The company will use the investment from Kirin to build a new beer-making facility in New York, allowing it to brew all of the beer it sells in the U.S. in-house, Robin Ottawa said in the interview. In Japan, Brooklyn’s beers are already available for sale and the deal with Kirin will help them to reach more locals, he said.
Opening Pubs
The Brooklyn Brewery deal follows Kirin’s purchase of a 33 percent stake in Japanese craft label Yo-Ho Brewing Co. in 2014. To draw patrons of specialty beers, Kirin opened two brewpubs last year where beer is brewed on site.
“Craft beer is where the growth is,” said Bloomberg Intelligence analyst Duncan Fox. “Consumers want beer to taste of something, and I’ve been told that Brooklyn -- by an American -- is the best. It’s probably one of the largest still available as AB InBev, Molson Coors and SABMiller have been scooping them up regularly over the last few years.”

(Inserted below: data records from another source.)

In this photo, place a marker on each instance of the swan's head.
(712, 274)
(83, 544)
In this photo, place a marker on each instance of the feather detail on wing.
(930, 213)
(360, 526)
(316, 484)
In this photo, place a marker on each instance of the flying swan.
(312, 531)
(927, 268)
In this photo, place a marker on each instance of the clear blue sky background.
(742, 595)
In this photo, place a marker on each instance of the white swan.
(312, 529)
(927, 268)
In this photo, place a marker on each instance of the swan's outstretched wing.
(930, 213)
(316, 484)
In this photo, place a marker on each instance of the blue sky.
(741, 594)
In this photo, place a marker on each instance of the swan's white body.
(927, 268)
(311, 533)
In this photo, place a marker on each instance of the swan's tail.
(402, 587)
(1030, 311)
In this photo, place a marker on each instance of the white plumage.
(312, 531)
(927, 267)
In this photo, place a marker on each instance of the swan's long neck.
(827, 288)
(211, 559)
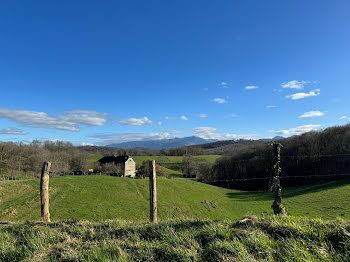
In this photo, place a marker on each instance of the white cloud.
(297, 130)
(251, 87)
(220, 100)
(87, 144)
(295, 84)
(184, 118)
(68, 121)
(210, 133)
(223, 85)
(169, 118)
(312, 114)
(12, 131)
(297, 96)
(127, 137)
(136, 121)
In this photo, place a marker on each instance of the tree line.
(312, 157)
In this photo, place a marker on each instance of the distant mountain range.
(164, 143)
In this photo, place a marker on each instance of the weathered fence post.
(153, 191)
(277, 206)
(44, 192)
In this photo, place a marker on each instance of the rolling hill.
(163, 143)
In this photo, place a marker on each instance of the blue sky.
(99, 72)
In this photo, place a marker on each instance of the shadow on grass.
(286, 193)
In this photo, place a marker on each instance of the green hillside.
(97, 198)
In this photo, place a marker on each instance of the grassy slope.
(97, 198)
(267, 239)
(171, 163)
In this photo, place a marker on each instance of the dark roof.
(113, 159)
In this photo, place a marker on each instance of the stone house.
(126, 163)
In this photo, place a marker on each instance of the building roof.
(115, 159)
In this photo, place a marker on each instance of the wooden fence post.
(153, 191)
(44, 192)
(276, 189)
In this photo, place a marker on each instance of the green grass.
(172, 164)
(257, 239)
(97, 198)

Brooklyn Brewery, which last month announced a distribution agreement with Carlsberg A/S in the U.K., is the latest craft-beer maker to attract investment from overseas as larger brewers seek entry into the U.S.’s fastest-growing beer market.
“Brooklyn has been one of the more successful U.S. craft brewers establishing themselves outside of their home territory,” Trevor Stirling, an analyst at Sanford C. Bernstein & Co., said by phone. “It must be a concern for Carlsberg, which distributes Brooklyn in Europe, as 25 percent of their partner is now owned by a competitor.”
Brazil Loss
Kirin is competing against some of the world’s largest breweries for a chance to buy a stake in Saigon Beer Alcohol Beverage Corp., Vietnam’s top brewer. Yet Kirin’s overseas expansion hasn’t always worked out, and its loss in 2015 was due to an impairment on its money-losing Brazilian business.
It’s still keen on growing in Brazil and plans to expand the Brooklyn Brewery brand in the South American country, with details of the business and its roll-out still being discussed, according to Kirin’s statement.
Closer to home, Kirin isn’t alone in jumping on the craft-beer bandwagon. Its three biggest Japanese competitors -- Asahi Group Holdings Ltd., Suntory Holdings Ltd. and Sapporo Holdings Ltd. -- have all sought to invest in craft beers amid their rising popularity in Japan and worldwide. Asahi group president Akiyoshi Koji said he sees potential to boost sales of its Super Dry beer in the U.S. to target craft-beer aficionados.
“The current beer market is in a transition period,” Takayuki Fuse, president of Kirin Brewery, said at Wednesday’s briefing. “We need to vitalize the market, need to make it attractive, or there’s no future.”